Charles Sands
- Full name: Charles Edward Sands
- Country (sports): United States
- Born: December 22, 1865 New York, U.S.
- Died: August 9, 1945 (aged 79) Brookville, New York, U.S.
- Height: 181 cm (5 ft 11 in)
- Turned pro: 1886 (amateur tour)
- Retired: 1911

Singles

Grand Slam singles results
- US Open: QF (1894)

Other tournaments
- Olympic Games: 1R (1900)

Doubles

Other doubles tournaments
- Olympic Games: QF (1900)

Mixed doubles

Other mixed doubles tournaments
- Olympic Games: 1R (1900)

Medal record
Men's golf
Representing United States
Olympic Games
| Gold medal – first place | 1900 Paris | Individual |

= Charles Sands =

American golfer, tennis, and real tennis player

Charles Edward Sands (December 22, 1865 - August 9, 1945) was an American golfer, tennis and real tennis player who competed in the 1900 Summer Olympics and in the 1908 Summer Olympics.

== Education ==
Sands was educated at Columbia College, where he played tennis and golf, and graduated in 1887. He was posthumously inducted into the Athletics Hall of Fame in 2018.

==Sports career==
In 1900, he won the gold medal in the men's individual golf competition.

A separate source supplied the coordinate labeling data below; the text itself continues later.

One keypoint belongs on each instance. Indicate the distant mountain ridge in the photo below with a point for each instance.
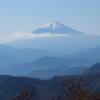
(55, 27)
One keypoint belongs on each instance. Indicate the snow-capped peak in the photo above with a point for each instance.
(53, 25)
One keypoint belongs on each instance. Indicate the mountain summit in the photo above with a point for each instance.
(55, 27)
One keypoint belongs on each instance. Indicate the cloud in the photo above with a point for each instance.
(22, 35)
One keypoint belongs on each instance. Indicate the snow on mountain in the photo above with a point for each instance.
(55, 27)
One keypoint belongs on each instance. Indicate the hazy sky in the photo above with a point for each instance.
(27, 15)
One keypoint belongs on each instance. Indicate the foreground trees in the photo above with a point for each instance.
(26, 94)
(71, 90)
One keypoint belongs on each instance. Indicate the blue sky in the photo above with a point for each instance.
(27, 15)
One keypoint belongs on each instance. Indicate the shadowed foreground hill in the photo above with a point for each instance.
(10, 86)
(93, 69)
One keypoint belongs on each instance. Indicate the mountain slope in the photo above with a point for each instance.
(92, 54)
(44, 63)
(10, 86)
(93, 69)
(56, 28)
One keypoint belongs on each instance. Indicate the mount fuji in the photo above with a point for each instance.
(55, 27)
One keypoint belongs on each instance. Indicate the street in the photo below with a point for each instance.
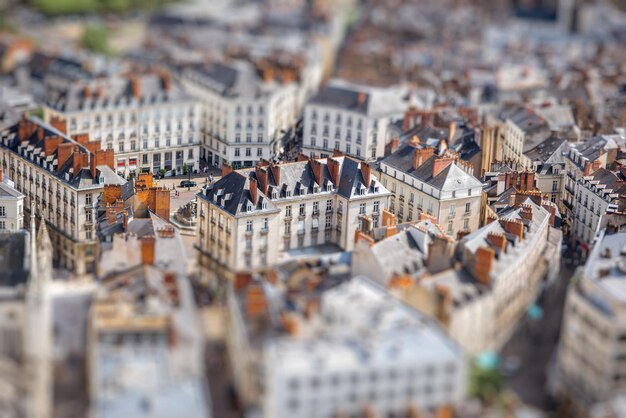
(534, 343)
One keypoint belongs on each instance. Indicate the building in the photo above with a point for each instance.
(11, 206)
(246, 111)
(25, 323)
(351, 119)
(351, 349)
(146, 119)
(61, 179)
(145, 345)
(596, 195)
(523, 130)
(250, 216)
(582, 159)
(441, 186)
(590, 360)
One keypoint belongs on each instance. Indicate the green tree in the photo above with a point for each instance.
(96, 39)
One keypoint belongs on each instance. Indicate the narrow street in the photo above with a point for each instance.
(534, 343)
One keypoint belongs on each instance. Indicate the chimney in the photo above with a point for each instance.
(80, 161)
(421, 155)
(441, 164)
(514, 227)
(58, 123)
(261, 175)
(366, 173)
(50, 144)
(526, 212)
(226, 169)
(361, 97)
(483, 264)
(316, 168)
(253, 190)
(497, 240)
(275, 173)
(135, 86)
(389, 218)
(105, 157)
(64, 151)
(147, 250)
(333, 167)
(408, 122)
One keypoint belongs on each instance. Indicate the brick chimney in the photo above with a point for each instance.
(50, 144)
(409, 120)
(253, 190)
(275, 173)
(262, 177)
(421, 155)
(441, 164)
(366, 172)
(135, 86)
(361, 97)
(389, 218)
(59, 124)
(497, 240)
(64, 151)
(515, 227)
(105, 157)
(81, 160)
(316, 168)
(226, 169)
(483, 264)
(147, 250)
(333, 168)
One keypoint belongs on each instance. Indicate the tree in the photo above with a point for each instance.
(96, 39)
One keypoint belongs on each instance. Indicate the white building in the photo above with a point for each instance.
(244, 114)
(353, 349)
(61, 180)
(441, 186)
(596, 195)
(591, 361)
(146, 119)
(352, 119)
(249, 217)
(11, 207)
(145, 344)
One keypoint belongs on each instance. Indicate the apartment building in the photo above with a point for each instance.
(441, 186)
(583, 159)
(144, 343)
(245, 113)
(351, 119)
(146, 119)
(596, 195)
(250, 216)
(522, 130)
(349, 350)
(590, 362)
(11, 206)
(61, 180)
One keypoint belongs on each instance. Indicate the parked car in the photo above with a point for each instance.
(188, 183)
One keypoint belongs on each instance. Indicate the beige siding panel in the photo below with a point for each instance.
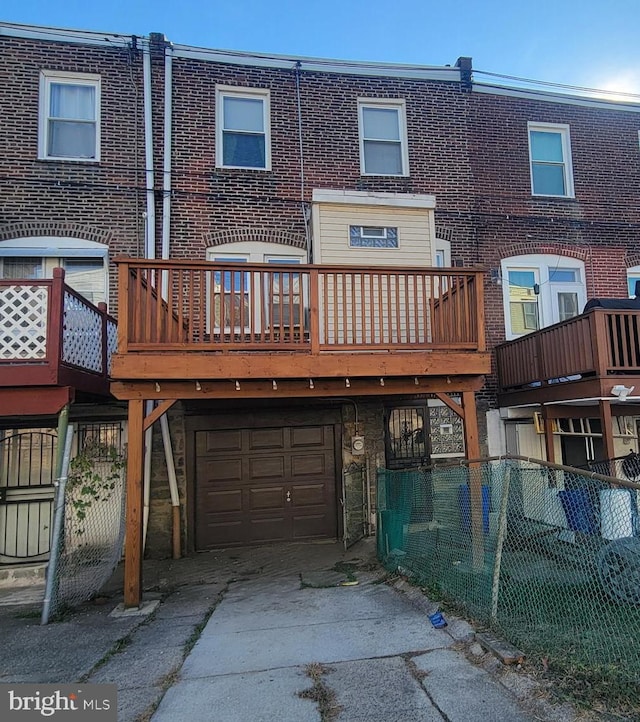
(414, 235)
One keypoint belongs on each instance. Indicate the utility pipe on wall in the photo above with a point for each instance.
(166, 170)
(173, 487)
(166, 250)
(150, 225)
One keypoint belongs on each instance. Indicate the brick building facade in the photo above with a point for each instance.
(472, 147)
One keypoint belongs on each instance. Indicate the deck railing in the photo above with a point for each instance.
(601, 342)
(46, 328)
(200, 306)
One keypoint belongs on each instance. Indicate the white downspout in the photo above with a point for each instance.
(149, 252)
(150, 225)
(166, 250)
(166, 171)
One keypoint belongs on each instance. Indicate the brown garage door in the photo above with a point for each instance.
(266, 484)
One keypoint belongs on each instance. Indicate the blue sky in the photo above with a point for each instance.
(579, 42)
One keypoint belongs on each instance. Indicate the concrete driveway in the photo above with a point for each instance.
(293, 650)
(286, 633)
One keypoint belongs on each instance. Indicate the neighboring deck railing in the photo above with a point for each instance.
(200, 306)
(47, 329)
(599, 343)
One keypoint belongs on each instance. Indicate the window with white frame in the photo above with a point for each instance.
(442, 253)
(243, 128)
(540, 290)
(550, 160)
(633, 278)
(373, 237)
(281, 300)
(383, 138)
(84, 262)
(69, 116)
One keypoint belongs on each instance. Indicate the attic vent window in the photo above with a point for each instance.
(373, 237)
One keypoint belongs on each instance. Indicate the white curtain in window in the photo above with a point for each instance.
(72, 102)
(381, 124)
(72, 130)
(244, 114)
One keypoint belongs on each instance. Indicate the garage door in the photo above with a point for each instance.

Sands also participated as a lawn tennis player in July 1890 when he won the Northwestern Championships played at the Hotel St. Louis, Minnetonka, Minnesota. In 1891 he won the Middle States Championships held in Hoboken against Howard Taylor.

At the 1900 Olympics, in the singles tournament he was eliminated in the first round. Sands and his British partner Archibald Warden were also eliminated in the first round of the doubles event. Also the mixed doubles competition ended for him and his partner Georgina Jones after the first round.

Eight years later Sands was again eliminated in the first round, this time from the real tennis tournament.